Wellspring Buys JW Aluminum: The Sequel

Target: JW Aluminum Holding Co.

Purchase Price: $310M

Buyer: Wellspring Capital Management

Seller: Superior Plus Income Fund

Financial Advisor: Seller: RBC Capital Markets, TD Securities

Legal Counsel: Buyer: Morgan Lewis & Bockius LLP

Accountant: Buyer: Alvarez and Marsal

It’s not often that a private equity firm gets to own the same company twice, but it does happen. Witness Wellspring Capital Management. Earlier this month the New York buyout shop agreed to acquire JW Aluminum Holding Co. for $310 million after selling the company just last year for $350 million.

The company was boomeranged courtesy of Canada-based Superior Plus Income Fund, which acquired the aluminum products maker from Wellspring in late 2005 and is now selling it as a part of its plan to reduce its overall debt load and focus more on its Canada-based businesses. To facilitate the acquisition, Wellspring utilized an asset-backed loan and second-lien notes, both provided by UBS.

JW Aluminum manufactures specialty, flat-rolled aluminum products that are used in the heating, ventilation and air conditioning; building and construction; and flexible packaging markets in the U.S. The Mount Holly, S.C.-based company generates EBITDA of about $50 million out of approximately $500 million in revenues, a source close to the company tells Buyouts.

Wellspring’s story with JW Aluminum began with a corporate carveout in Dec. 2003, when the firm acquired the aluminum products maker from Walter Industries Inc., homebuilder and financier, for $125 million. Wellspring tapped equity from its $640 million, vintage-2003 Wellspring Capital Partners III LP, for the deal.

To grow the company, Wellspring acquired two foil rolling plants from aluminum producer Alcoa Inc. and bolted them onto the JW Aluminum platform. The two plants, one in St.
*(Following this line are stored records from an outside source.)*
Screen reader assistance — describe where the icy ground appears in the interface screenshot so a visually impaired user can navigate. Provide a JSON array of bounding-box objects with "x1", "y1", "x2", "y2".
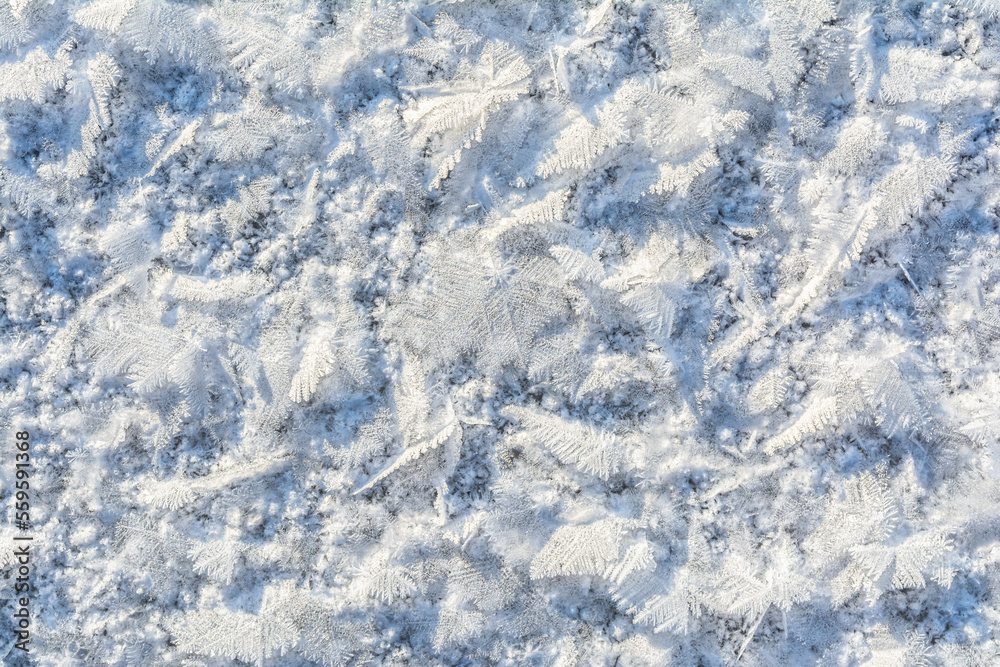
[{"x1": 0, "y1": 0, "x2": 1000, "y2": 667}]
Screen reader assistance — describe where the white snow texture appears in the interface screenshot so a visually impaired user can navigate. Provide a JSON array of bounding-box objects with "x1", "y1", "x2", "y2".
[{"x1": 0, "y1": 0, "x2": 1000, "y2": 667}]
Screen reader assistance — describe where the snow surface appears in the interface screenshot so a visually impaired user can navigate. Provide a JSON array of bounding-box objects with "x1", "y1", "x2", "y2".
[{"x1": 0, "y1": 0, "x2": 1000, "y2": 667}]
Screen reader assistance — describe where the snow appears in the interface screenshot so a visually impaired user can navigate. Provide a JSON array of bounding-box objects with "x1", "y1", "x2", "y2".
[{"x1": 0, "y1": 0, "x2": 1000, "y2": 667}]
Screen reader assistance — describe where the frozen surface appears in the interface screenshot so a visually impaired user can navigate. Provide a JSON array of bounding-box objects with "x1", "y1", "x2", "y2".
[{"x1": 0, "y1": 0, "x2": 1000, "y2": 667}]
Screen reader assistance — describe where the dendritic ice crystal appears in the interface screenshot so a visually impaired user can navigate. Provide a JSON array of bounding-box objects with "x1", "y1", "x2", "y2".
[{"x1": 0, "y1": 0, "x2": 1000, "y2": 667}]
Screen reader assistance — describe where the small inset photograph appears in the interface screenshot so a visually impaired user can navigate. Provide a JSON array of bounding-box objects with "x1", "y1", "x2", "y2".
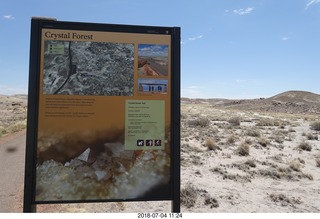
[
  {"x1": 138, "y1": 44, "x2": 169, "y2": 77},
  {"x1": 43, "y1": 40, "x2": 134, "y2": 96},
  {"x1": 138, "y1": 78, "x2": 168, "y2": 94}
]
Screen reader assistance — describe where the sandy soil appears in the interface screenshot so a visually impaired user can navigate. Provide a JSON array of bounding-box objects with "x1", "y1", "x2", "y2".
[
  {"x1": 38, "y1": 102, "x2": 320, "y2": 213},
  {"x1": 1, "y1": 92, "x2": 320, "y2": 213}
]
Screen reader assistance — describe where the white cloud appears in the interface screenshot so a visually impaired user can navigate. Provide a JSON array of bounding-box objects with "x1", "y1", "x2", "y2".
[
  {"x1": 181, "y1": 34, "x2": 203, "y2": 44},
  {"x1": 3, "y1": 15, "x2": 15, "y2": 20},
  {"x1": 306, "y1": 0, "x2": 320, "y2": 9},
  {"x1": 232, "y1": 7, "x2": 254, "y2": 15}
]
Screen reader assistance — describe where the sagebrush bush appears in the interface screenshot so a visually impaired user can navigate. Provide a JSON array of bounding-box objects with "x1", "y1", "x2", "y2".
[
  {"x1": 188, "y1": 117, "x2": 210, "y2": 127},
  {"x1": 316, "y1": 157, "x2": 320, "y2": 167},
  {"x1": 227, "y1": 135, "x2": 236, "y2": 144},
  {"x1": 228, "y1": 116, "x2": 241, "y2": 126},
  {"x1": 204, "y1": 138, "x2": 220, "y2": 151},
  {"x1": 237, "y1": 142, "x2": 250, "y2": 156},
  {"x1": 289, "y1": 159, "x2": 301, "y2": 172},
  {"x1": 298, "y1": 142, "x2": 312, "y2": 151},
  {"x1": 246, "y1": 129, "x2": 261, "y2": 137},
  {"x1": 244, "y1": 159, "x2": 257, "y2": 167},
  {"x1": 307, "y1": 133, "x2": 318, "y2": 140},
  {"x1": 180, "y1": 184, "x2": 198, "y2": 208},
  {"x1": 258, "y1": 137, "x2": 270, "y2": 147},
  {"x1": 310, "y1": 122, "x2": 320, "y2": 131}
]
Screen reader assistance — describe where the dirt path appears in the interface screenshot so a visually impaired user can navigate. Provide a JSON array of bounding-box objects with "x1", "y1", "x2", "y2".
[{"x1": 0, "y1": 130, "x2": 26, "y2": 213}]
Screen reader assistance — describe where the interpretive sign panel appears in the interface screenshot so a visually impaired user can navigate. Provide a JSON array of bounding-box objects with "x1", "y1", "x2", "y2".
[{"x1": 25, "y1": 19, "x2": 180, "y2": 212}]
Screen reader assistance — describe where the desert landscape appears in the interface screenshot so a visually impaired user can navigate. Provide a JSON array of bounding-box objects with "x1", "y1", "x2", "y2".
[{"x1": 0, "y1": 91, "x2": 320, "y2": 213}]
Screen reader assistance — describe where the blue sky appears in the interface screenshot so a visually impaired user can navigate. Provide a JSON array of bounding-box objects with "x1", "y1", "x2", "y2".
[
  {"x1": 138, "y1": 44, "x2": 168, "y2": 57},
  {"x1": 0, "y1": 0, "x2": 320, "y2": 98}
]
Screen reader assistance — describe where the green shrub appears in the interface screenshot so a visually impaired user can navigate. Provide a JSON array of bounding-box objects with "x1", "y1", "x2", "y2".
[
  {"x1": 204, "y1": 138, "x2": 220, "y2": 151},
  {"x1": 310, "y1": 122, "x2": 320, "y2": 131},
  {"x1": 237, "y1": 142, "x2": 250, "y2": 156},
  {"x1": 298, "y1": 142, "x2": 312, "y2": 151},
  {"x1": 188, "y1": 117, "x2": 210, "y2": 127},
  {"x1": 228, "y1": 116, "x2": 241, "y2": 126}
]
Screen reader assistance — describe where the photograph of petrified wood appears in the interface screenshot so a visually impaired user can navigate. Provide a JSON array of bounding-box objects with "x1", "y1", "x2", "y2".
[
  {"x1": 43, "y1": 40, "x2": 134, "y2": 96},
  {"x1": 138, "y1": 44, "x2": 168, "y2": 76},
  {"x1": 36, "y1": 129, "x2": 170, "y2": 202}
]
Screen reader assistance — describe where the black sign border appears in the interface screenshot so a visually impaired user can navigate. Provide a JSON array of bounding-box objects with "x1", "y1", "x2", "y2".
[{"x1": 23, "y1": 18, "x2": 181, "y2": 212}]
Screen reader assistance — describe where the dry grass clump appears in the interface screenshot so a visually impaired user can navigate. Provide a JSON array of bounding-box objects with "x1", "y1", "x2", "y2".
[
  {"x1": 298, "y1": 142, "x2": 312, "y2": 151},
  {"x1": 307, "y1": 133, "x2": 318, "y2": 140},
  {"x1": 269, "y1": 193, "x2": 302, "y2": 207},
  {"x1": 228, "y1": 116, "x2": 241, "y2": 126},
  {"x1": 237, "y1": 142, "x2": 250, "y2": 156},
  {"x1": 256, "y1": 119, "x2": 280, "y2": 126},
  {"x1": 246, "y1": 129, "x2": 261, "y2": 137},
  {"x1": 204, "y1": 195, "x2": 219, "y2": 208},
  {"x1": 227, "y1": 135, "x2": 236, "y2": 144},
  {"x1": 180, "y1": 184, "x2": 198, "y2": 208},
  {"x1": 244, "y1": 159, "x2": 257, "y2": 168},
  {"x1": 310, "y1": 122, "x2": 320, "y2": 131},
  {"x1": 204, "y1": 138, "x2": 220, "y2": 151},
  {"x1": 188, "y1": 117, "x2": 210, "y2": 127}
]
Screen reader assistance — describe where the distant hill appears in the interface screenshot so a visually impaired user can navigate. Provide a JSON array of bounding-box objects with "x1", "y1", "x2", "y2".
[
  {"x1": 268, "y1": 91, "x2": 320, "y2": 105},
  {"x1": 181, "y1": 91, "x2": 320, "y2": 114}
]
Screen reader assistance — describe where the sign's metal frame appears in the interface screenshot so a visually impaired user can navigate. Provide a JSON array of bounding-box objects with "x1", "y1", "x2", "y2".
[{"x1": 23, "y1": 18, "x2": 180, "y2": 212}]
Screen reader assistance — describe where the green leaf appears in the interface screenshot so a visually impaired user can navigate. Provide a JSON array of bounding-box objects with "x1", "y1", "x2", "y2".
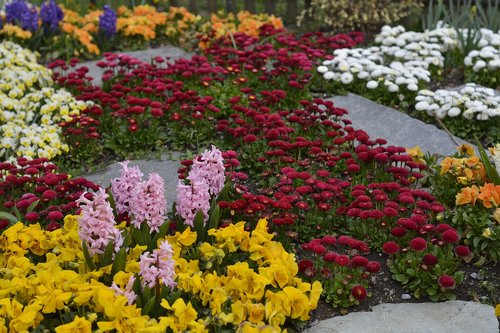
[
  {"x1": 82, "y1": 241, "x2": 97, "y2": 271},
  {"x1": 26, "y1": 200, "x2": 40, "y2": 213},
  {"x1": 111, "y1": 247, "x2": 127, "y2": 276},
  {"x1": 101, "y1": 240, "x2": 115, "y2": 267},
  {"x1": 148, "y1": 221, "x2": 170, "y2": 251},
  {"x1": 474, "y1": 136, "x2": 500, "y2": 185},
  {"x1": 193, "y1": 210, "x2": 205, "y2": 243},
  {"x1": 0, "y1": 212, "x2": 19, "y2": 224}
]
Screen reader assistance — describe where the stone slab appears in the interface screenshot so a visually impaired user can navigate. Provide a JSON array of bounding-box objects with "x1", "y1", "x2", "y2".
[
  {"x1": 330, "y1": 94, "x2": 467, "y2": 155},
  {"x1": 77, "y1": 45, "x2": 192, "y2": 86},
  {"x1": 304, "y1": 301, "x2": 499, "y2": 333},
  {"x1": 84, "y1": 153, "x2": 181, "y2": 205}
]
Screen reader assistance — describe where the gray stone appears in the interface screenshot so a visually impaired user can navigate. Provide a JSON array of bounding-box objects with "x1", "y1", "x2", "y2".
[
  {"x1": 331, "y1": 94, "x2": 467, "y2": 155},
  {"x1": 305, "y1": 301, "x2": 498, "y2": 333},
  {"x1": 77, "y1": 45, "x2": 192, "y2": 86},
  {"x1": 85, "y1": 153, "x2": 181, "y2": 206}
]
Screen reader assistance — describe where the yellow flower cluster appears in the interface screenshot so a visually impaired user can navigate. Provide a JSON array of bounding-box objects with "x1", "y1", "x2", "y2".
[
  {"x1": 440, "y1": 144, "x2": 486, "y2": 185},
  {"x1": 0, "y1": 42, "x2": 88, "y2": 160},
  {"x1": 116, "y1": 5, "x2": 167, "y2": 41},
  {"x1": 0, "y1": 215, "x2": 322, "y2": 333},
  {"x1": 199, "y1": 11, "x2": 283, "y2": 49},
  {"x1": 0, "y1": 23, "x2": 32, "y2": 39}
]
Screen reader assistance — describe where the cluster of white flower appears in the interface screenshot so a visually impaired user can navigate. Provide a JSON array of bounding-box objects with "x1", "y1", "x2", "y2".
[
  {"x1": 415, "y1": 83, "x2": 500, "y2": 120},
  {"x1": 0, "y1": 42, "x2": 90, "y2": 160},
  {"x1": 464, "y1": 28, "x2": 500, "y2": 73},
  {"x1": 318, "y1": 46, "x2": 430, "y2": 92},
  {"x1": 318, "y1": 26, "x2": 456, "y2": 92}
]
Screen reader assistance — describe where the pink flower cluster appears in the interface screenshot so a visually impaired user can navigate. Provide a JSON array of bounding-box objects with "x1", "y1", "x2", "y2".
[
  {"x1": 76, "y1": 188, "x2": 123, "y2": 255},
  {"x1": 139, "y1": 240, "x2": 176, "y2": 289},
  {"x1": 176, "y1": 145, "x2": 226, "y2": 226},
  {"x1": 111, "y1": 161, "x2": 167, "y2": 232}
]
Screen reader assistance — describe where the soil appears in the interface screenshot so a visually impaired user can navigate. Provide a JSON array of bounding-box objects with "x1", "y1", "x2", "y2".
[{"x1": 310, "y1": 253, "x2": 500, "y2": 323}]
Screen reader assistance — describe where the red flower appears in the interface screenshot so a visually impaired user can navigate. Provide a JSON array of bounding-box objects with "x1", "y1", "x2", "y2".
[
  {"x1": 312, "y1": 244, "x2": 326, "y2": 255},
  {"x1": 351, "y1": 285, "x2": 366, "y2": 301},
  {"x1": 365, "y1": 261, "x2": 380, "y2": 273},
  {"x1": 422, "y1": 254, "x2": 439, "y2": 266},
  {"x1": 441, "y1": 229, "x2": 458, "y2": 243},
  {"x1": 410, "y1": 237, "x2": 427, "y2": 252},
  {"x1": 323, "y1": 251, "x2": 337, "y2": 262},
  {"x1": 438, "y1": 275, "x2": 455, "y2": 289},
  {"x1": 335, "y1": 254, "x2": 350, "y2": 266},
  {"x1": 455, "y1": 245, "x2": 470, "y2": 257},
  {"x1": 382, "y1": 241, "x2": 399, "y2": 254}
]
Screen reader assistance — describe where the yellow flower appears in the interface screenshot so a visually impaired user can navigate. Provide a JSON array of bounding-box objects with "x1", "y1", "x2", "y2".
[{"x1": 56, "y1": 316, "x2": 92, "y2": 333}]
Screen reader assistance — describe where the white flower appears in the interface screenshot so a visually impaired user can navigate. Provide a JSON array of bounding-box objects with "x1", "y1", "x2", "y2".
[
  {"x1": 366, "y1": 80, "x2": 378, "y2": 89},
  {"x1": 340, "y1": 73, "x2": 353, "y2": 84},
  {"x1": 318, "y1": 66, "x2": 328, "y2": 74},
  {"x1": 448, "y1": 106, "x2": 460, "y2": 117},
  {"x1": 415, "y1": 101, "x2": 429, "y2": 111},
  {"x1": 323, "y1": 72, "x2": 335, "y2": 80}
]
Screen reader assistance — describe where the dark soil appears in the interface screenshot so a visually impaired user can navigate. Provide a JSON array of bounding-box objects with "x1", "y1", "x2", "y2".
[{"x1": 310, "y1": 253, "x2": 500, "y2": 323}]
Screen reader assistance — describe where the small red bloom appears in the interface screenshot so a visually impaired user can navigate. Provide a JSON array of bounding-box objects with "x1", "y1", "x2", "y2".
[
  {"x1": 382, "y1": 241, "x2": 399, "y2": 254},
  {"x1": 441, "y1": 229, "x2": 458, "y2": 243},
  {"x1": 410, "y1": 237, "x2": 427, "y2": 252},
  {"x1": 351, "y1": 285, "x2": 366, "y2": 301}
]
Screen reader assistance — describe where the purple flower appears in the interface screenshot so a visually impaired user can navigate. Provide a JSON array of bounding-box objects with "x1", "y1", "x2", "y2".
[
  {"x1": 111, "y1": 161, "x2": 143, "y2": 215},
  {"x1": 40, "y1": 0, "x2": 64, "y2": 31},
  {"x1": 139, "y1": 240, "x2": 176, "y2": 289},
  {"x1": 5, "y1": 0, "x2": 29, "y2": 24},
  {"x1": 110, "y1": 275, "x2": 137, "y2": 305},
  {"x1": 130, "y1": 172, "x2": 167, "y2": 232},
  {"x1": 76, "y1": 188, "x2": 123, "y2": 255},
  {"x1": 175, "y1": 178, "x2": 210, "y2": 226},
  {"x1": 99, "y1": 5, "x2": 116, "y2": 38},
  {"x1": 188, "y1": 145, "x2": 226, "y2": 196}
]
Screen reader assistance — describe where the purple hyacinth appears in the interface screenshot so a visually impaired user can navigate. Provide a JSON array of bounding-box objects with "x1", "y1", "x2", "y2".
[
  {"x1": 21, "y1": 7, "x2": 38, "y2": 31},
  {"x1": 99, "y1": 5, "x2": 116, "y2": 38},
  {"x1": 40, "y1": 0, "x2": 64, "y2": 31},
  {"x1": 5, "y1": 0, "x2": 29, "y2": 24}
]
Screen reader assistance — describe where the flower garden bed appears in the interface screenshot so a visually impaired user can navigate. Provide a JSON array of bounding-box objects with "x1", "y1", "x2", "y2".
[{"x1": 0, "y1": 3, "x2": 500, "y2": 332}]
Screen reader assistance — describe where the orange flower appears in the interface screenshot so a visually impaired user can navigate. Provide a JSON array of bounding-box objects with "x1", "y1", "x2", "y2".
[
  {"x1": 455, "y1": 185, "x2": 479, "y2": 205},
  {"x1": 478, "y1": 183, "x2": 500, "y2": 208}
]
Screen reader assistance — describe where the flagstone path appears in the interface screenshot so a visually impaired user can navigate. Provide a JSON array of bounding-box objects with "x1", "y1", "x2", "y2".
[{"x1": 76, "y1": 47, "x2": 499, "y2": 333}]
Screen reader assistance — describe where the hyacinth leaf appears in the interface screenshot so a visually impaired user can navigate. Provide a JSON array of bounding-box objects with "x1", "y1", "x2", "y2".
[
  {"x1": 0, "y1": 212, "x2": 19, "y2": 223},
  {"x1": 111, "y1": 247, "x2": 127, "y2": 276},
  {"x1": 82, "y1": 241, "x2": 97, "y2": 271},
  {"x1": 26, "y1": 200, "x2": 40, "y2": 213},
  {"x1": 132, "y1": 224, "x2": 145, "y2": 245},
  {"x1": 474, "y1": 136, "x2": 500, "y2": 185},
  {"x1": 148, "y1": 221, "x2": 170, "y2": 251},
  {"x1": 193, "y1": 210, "x2": 205, "y2": 243},
  {"x1": 208, "y1": 205, "x2": 221, "y2": 229},
  {"x1": 106, "y1": 187, "x2": 118, "y2": 216},
  {"x1": 141, "y1": 296, "x2": 156, "y2": 316},
  {"x1": 101, "y1": 241, "x2": 115, "y2": 267},
  {"x1": 217, "y1": 181, "x2": 233, "y2": 202}
]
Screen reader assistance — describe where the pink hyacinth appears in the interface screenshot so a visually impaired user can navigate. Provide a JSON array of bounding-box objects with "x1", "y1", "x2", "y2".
[
  {"x1": 176, "y1": 178, "x2": 210, "y2": 227},
  {"x1": 76, "y1": 188, "x2": 123, "y2": 255},
  {"x1": 188, "y1": 145, "x2": 226, "y2": 196},
  {"x1": 111, "y1": 161, "x2": 143, "y2": 214},
  {"x1": 110, "y1": 275, "x2": 137, "y2": 305},
  {"x1": 139, "y1": 240, "x2": 176, "y2": 289},
  {"x1": 130, "y1": 172, "x2": 167, "y2": 232}
]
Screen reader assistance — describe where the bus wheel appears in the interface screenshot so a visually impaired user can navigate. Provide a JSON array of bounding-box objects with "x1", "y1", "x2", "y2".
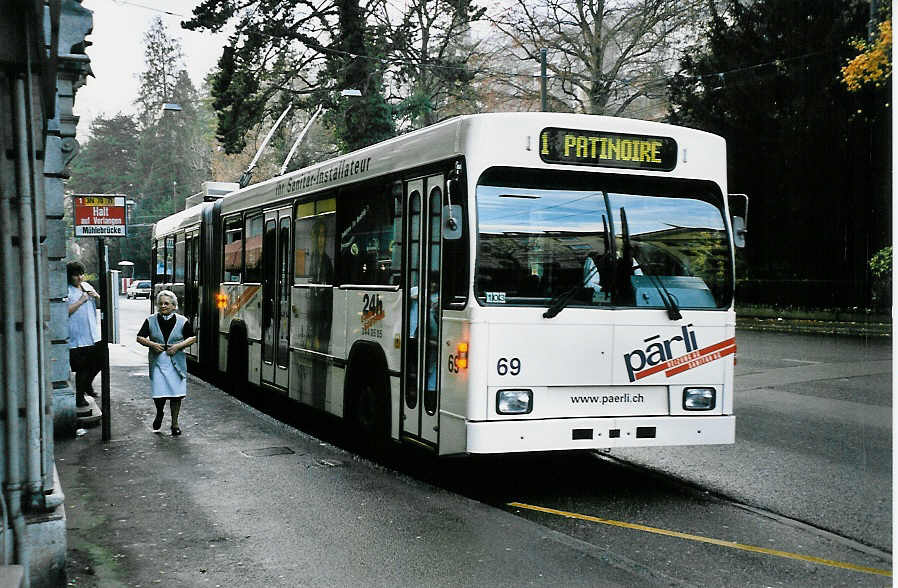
[
  {"x1": 227, "y1": 325, "x2": 249, "y2": 397},
  {"x1": 350, "y1": 374, "x2": 390, "y2": 446}
]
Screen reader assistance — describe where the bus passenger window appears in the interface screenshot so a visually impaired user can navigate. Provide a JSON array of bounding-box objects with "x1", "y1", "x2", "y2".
[
  {"x1": 164, "y1": 236, "x2": 175, "y2": 284},
  {"x1": 175, "y1": 233, "x2": 187, "y2": 284},
  {"x1": 153, "y1": 241, "x2": 165, "y2": 284},
  {"x1": 222, "y1": 217, "x2": 243, "y2": 282},
  {"x1": 338, "y1": 184, "x2": 401, "y2": 286},
  {"x1": 243, "y1": 214, "x2": 262, "y2": 282}
]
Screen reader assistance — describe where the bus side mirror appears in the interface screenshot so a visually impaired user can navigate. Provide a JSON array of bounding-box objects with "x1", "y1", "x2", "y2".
[
  {"x1": 733, "y1": 216, "x2": 748, "y2": 247},
  {"x1": 727, "y1": 194, "x2": 748, "y2": 247},
  {"x1": 443, "y1": 204, "x2": 463, "y2": 241}
]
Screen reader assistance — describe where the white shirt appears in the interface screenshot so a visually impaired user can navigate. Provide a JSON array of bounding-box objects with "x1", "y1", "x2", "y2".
[{"x1": 69, "y1": 284, "x2": 100, "y2": 349}]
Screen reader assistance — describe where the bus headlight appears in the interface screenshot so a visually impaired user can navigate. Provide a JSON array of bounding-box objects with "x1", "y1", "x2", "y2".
[
  {"x1": 683, "y1": 388, "x2": 717, "y2": 410},
  {"x1": 496, "y1": 389, "x2": 533, "y2": 414}
]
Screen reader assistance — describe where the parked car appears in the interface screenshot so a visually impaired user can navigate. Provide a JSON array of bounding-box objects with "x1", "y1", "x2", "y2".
[{"x1": 125, "y1": 280, "x2": 152, "y2": 299}]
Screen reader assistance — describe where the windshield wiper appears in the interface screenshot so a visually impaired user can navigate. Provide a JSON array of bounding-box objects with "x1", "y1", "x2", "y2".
[
  {"x1": 620, "y1": 207, "x2": 683, "y2": 321},
  {"x1": 543, "y1": 266, "x2": 599, "y2": 318}
]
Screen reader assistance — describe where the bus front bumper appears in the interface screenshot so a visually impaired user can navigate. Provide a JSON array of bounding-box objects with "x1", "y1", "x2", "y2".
[{"x1": 466, "y1": 415, "x2": 736, "y2": 453}]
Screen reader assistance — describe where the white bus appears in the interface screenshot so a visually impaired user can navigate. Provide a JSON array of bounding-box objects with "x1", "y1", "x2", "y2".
[{"x1": 153, "y1": 113, "x2": 743, "y2": 455}]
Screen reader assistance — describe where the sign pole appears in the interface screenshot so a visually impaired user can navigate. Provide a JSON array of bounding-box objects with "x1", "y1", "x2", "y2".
[
  {"x1": 97, "y1": 237, "x2": 112, "y2": 441},
  {"x1": 72, "y1": 194, "x2": 128, "y2": 441}
]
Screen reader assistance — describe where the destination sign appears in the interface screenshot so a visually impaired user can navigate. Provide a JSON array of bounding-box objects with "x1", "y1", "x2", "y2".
[
  {"x1": 73, "y1": 195, "x2": 128, "y2": 237},
  {"x1": 539, "y1": 128, "x2": 677, "y2": 171}
]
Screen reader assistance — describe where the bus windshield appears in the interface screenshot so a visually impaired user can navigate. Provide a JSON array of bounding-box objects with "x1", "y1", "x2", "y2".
[{"x1": 475, "y1": 169, "x2": 733, "y2": 315}]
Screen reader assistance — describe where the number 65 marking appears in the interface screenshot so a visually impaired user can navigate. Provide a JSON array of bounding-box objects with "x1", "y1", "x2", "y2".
[{"x1": 496, "y1": 357, "x2": 521, "y2": 376}]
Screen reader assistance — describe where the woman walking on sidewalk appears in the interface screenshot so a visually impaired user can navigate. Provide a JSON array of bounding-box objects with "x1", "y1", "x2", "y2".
[{"x1": 137, "y1": 290, "x2": 196, "y2": 435}]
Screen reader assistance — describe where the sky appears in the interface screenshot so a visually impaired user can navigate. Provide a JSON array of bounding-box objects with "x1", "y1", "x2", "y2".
[{"x1": 74, "y1": 0, "x2": 227, "y2": 142}]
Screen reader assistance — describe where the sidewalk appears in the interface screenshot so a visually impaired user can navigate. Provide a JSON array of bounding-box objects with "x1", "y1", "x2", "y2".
[{"x1": 56, "y1": 345, "x2": 677, "y2": 587}]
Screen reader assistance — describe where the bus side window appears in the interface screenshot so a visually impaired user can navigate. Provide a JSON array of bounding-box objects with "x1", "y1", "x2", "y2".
[
  {"x1": 163, "y1": 235, "x2": 175, "y2": 284},
  {"x1": 243, "y1": 213, "x2": 262, "y2": 282},
  {"x1": 153, "y1": 240, "x2": 165, "y2": 284},
  {"x1": 222, "y1": 216, "x2": 243, "y2": 282},
  {"x1": 441, "y1": 177, "x2": 469, "y2": 308},
  {"x1": 174, "y1": 233, "x2": 187, "y2": 284},
  {"x1": 338, "y1": 184, "x2": 402, "y2": 286}
]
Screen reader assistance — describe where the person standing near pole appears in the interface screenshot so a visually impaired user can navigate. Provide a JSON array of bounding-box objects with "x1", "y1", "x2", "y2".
[
  {"x1": 137, "y1": 290, "x2": 196, "y2": 436},
  {"x1": 66, "y1": 261, "x2": 102, "y2": 410}
]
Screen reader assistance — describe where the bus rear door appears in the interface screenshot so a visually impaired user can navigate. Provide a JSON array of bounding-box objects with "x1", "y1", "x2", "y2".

Louis, Mo., the other in Russellville, Ark., allowed the company to penetrate niche areas including the flexible packaging and pharmaceutical markets.

“We took it from being a one-plant operation to a three-plant operation, and EBITDA grew substantially as a result,” says William Dawson, a partner at Wellspring Capital. “We continued surveying the playing field and saw plenty more opportunities [to grow the company by add-on], but at the time we didn’t have enough capital to see them through, so we sold it instead.”

Wellspring sold JW Aluminum in late 2005 to Calgary, Canada-based Superior Plus Income Fund for $350 million. UBS Investment Bank ran the auction. While JW Aluminum was under Superior Plus’s stewardship, the housing market softened and energy prices tightened—a bad combination for a company that considers the housing industry a major end-market and relies heavily on natural gas for its manufacturing processes.

That Wellspring tapped turnaround advisory firm Alvarez & Marsal to assist it in the transaction—and was able to reacquire the company for $40 million less than it was sold for—leads to the conclusion that JW Aluminum might have some hair on it. Dawson, however, would not confirm this, noting only that the price paid for the company “is the result of an auction process.”

Once the company is back under Wellspring’s control (expected some time in December), it will be a portfolio company in the firm’s $1 billion fourth fund, Wellspring Capital Partners IV LP, which closed earlier this year. “We expect to have a longer hold period than the previous one—somewhere between three and five years,” Dawson says, adding that Wellspring will use the same growth strategy it did the first time, focusing on opportunistic add-on opportunities while looking for ways to grow the company organically.

Reacquiring companies in the buyout arena is rare, but Wellspring is not the first firm to do it. Last October, buyout shops Genstar Capital and The Sterling Group acquired Panolam Industries International Inc. from The Carlyle Group for $345 million. Carlyle acquired Panolam, which manufactures decorative laminate panels, from Genstar in November 1999 for $402 million, after Genstar originally acquired the company for $90 million in 1996.

Despite the fact that Carlyle sold Panolam for less than it bought it for, that Washington D.C.-based firm was still able to profit from the company due partly to a $225 million refinancing in 2004 that reportedly allowed it to extract an estimated $70 million dividend.

It is unclear whether Superior Plus Income Fund lost money on its sale of JW Aluminum to Wellspring Capital. Calls to Superior Plus were not returned.

In a prepared statement announcing the sale, Superior Plus Chairman and CEO Grant Billing said the proceeds from the divestiture of JW Aluminum will lower Superior’s senior debt to 1.8x EBITDA and reduce its total debt level to 3.3x EBITDA as at September 30, 2006, on a pro-forma basis.—A.N.